Inventiveness

Early in my junior year, a college professor presented me with the following geometry problem: suppose a quadrangle Q has the property that a circular disc fits tightly inside it; that is, the sides of Q are all touching the disc. We call this type of quadrangles circumscribed. Is it possible to split Q, with two lines which cross inside Q, into four smaller quadrangles, each of which is circumscribed as well?

Previously, I thought that every math problem has a solution. Sometimes this solution was ingenious and required clever insight, some other times it was lengthy and tedious; nevertheless, I knew that I can retrieve the solution if unable to solve the problem myself.

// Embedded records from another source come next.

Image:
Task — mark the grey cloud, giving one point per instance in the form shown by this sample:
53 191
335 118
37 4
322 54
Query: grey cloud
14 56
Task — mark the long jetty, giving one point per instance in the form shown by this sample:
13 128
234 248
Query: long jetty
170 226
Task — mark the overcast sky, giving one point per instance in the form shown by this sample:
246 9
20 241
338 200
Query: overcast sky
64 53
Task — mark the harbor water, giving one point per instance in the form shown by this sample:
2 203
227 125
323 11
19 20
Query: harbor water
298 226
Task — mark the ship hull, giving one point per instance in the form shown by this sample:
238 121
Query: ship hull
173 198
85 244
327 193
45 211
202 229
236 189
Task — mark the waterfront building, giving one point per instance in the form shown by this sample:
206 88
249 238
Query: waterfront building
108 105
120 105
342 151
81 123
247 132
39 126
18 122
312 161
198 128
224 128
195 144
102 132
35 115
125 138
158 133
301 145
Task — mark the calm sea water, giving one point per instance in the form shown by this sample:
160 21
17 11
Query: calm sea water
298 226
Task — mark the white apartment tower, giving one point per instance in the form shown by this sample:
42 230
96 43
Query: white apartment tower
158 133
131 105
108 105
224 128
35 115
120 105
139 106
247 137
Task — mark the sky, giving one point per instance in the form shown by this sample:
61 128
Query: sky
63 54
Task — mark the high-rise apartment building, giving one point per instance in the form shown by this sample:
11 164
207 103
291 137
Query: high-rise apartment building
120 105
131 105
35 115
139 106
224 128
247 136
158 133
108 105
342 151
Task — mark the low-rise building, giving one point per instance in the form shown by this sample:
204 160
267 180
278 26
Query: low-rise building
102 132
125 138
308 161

The situation was entirely different this time: there was no known solution to this problem! Maybe this is why I accepted his challenge to come up with the proof, solely because he told me that I was treading new waters, and a proof has not yet been found.

I spent a few days looking at the problem before I was even able to formulate an approach. But with perseverance, I was able to crack the problem and find a solution. There was a sensation that went along with solving the problem that was entirely new to me, the feeling that I went where nobody has gone before; the thrill of discovery gave me a rush!

I began to appreciate mathematics beyond its useful merit and started to see math more from an aesthetic point of view. I enjoyed the thrill of experimenting with open problems. It is in this light that I concur with the analogy that the college professor told me, when he compared solving a math problem to creating a beautiful piece of art.